3.5. Gas Chromatography-Mass Spectroscopy (GC-MS)

Methanolic crude extract of flesh of G. dulcis was subjected to GC-MS analysis. GC-MS analysis is a widely used method that combines the features of gas chromatography and mass spectrometry purposely to identify compounds in a sample (Figure 5). The identification and characterization of chemical compounds of G. dulcis extracted in 80% aqueous methanol are shown in Table 2. The highest percentage of compound identified in the crude extract of G. dulcis was hydroxymethylfurfural or 5-hydroxymethylfurfural (HMF).

HMF is an organic compound, absent naturally in food but generated in sugar-containing food during heat-treatments like drying or cooking. This compound was commonly found in bakery products, malt, fruit juices, and coffee, with extremely high concentration in some food items such as dried fruits, caramel, and vinegar [30]. HMF was used as marker of quality in processed fruits, coffee, honey, and milk as well as monitoring the heating processes applied to cereal products such as pasta drying, bread baking, bread slices toasting, and extrusion of baby cereals and breakfast cereals [31]. HMF might occur naturally in the fruit or be generated during high temperature processes such as drying or during GC-MS analysis.

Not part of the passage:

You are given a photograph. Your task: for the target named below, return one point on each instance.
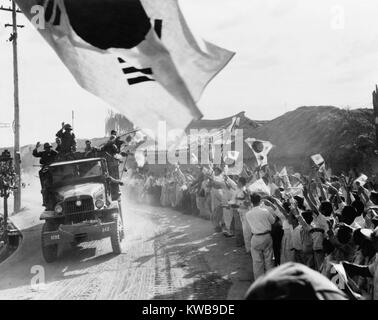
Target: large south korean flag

Previous study reported that the HMF compound showed cytoprotective effect by protecting LO2 (normal liver cell line) cell against cytotoxicity induced by hydrogen peroxide (H2O2). Hydrogen peroxide is a major precursor of highly reactive free radicals and it has been reported to decrease the viability of cell and induce apoptosis in many cells such as cardiomyocytes, chondrocytes, tendon fibroblasts, hepatocytes, and human umbilical vein endothelial cell. The compound significantly inhibits the effect of cell apoptosis in a dose-dependent manner after incubation of the cell with 1 μg/mL HMF for 24 hours and thus decreased caspase-3 activity as well as nitric oxide level [32]. HMF which is also present in roasted coffee residue suppressed cytotoxicity in mouse embryonic fibroblast cell which is induced by hydrogen peroxide [33]. Liu et al. [34] also reported that HMF increases enzyme activities such as superoxide dismutase (SOD) and glutathione peroxidase (GPx) as well as potential therapeutic agent for the treatment of Alzheimer’s disease.

In comparison to previous study by Haroun et al. [35], three out of 10 compounds identified in the pomegranate peels extract were also found in methanolic crude extract of flesh of G. dulcis, namely, HMF, n-hexadecanoic acid, and octadecanoic acid. These compounds were believed to contribute to antimicrobial effects. Previous research revealed that most of predominate compounds identified in crude extract through GC-MS analysis are biologically active molecules and considered to be part of plant defence system [36]. Hence, it is possible that these compounds present in methanolic crude extract of flesh of G. dulcis contributed to the antioxidant and anticancer properties.

4. Conclusion

In conclusion, the methanolic flesh extract of G. dulcis has demonstrated promising anticancer properties against liver cancer. Increasing awareness, promotion, and utilization of this fruit for public benefits are highly encouraged. Proteomic, genomic, in vivo, and human clinical studies are needed to determine the efficacy of the fruit extract to serve as natural cytotoxic agent in cancer patient.

Conflict of Interests

The authors declare that there is no conflict of interests.


The authors would like to acknowledge the Ministry of Higher Education of Malaysia (MOHE) for financial assistance under the Exploratory Research Grant Scheme, ERGS (Project no. ERGS0028-STWN-1/2012), the Institute for Tropical Biology and Conservation, Seaweed Research Laboratory, Faculty of Science and Natural Resources, Universiti Malaysia Sabah, Malaysia, Department of Nutrition and Dietetic, Universiti Putra Malaysia, Malaysia, and Sabah Department of Agriculture, Kota Kinabalu, Sabah, for the permission of using the facilities and technical assistance.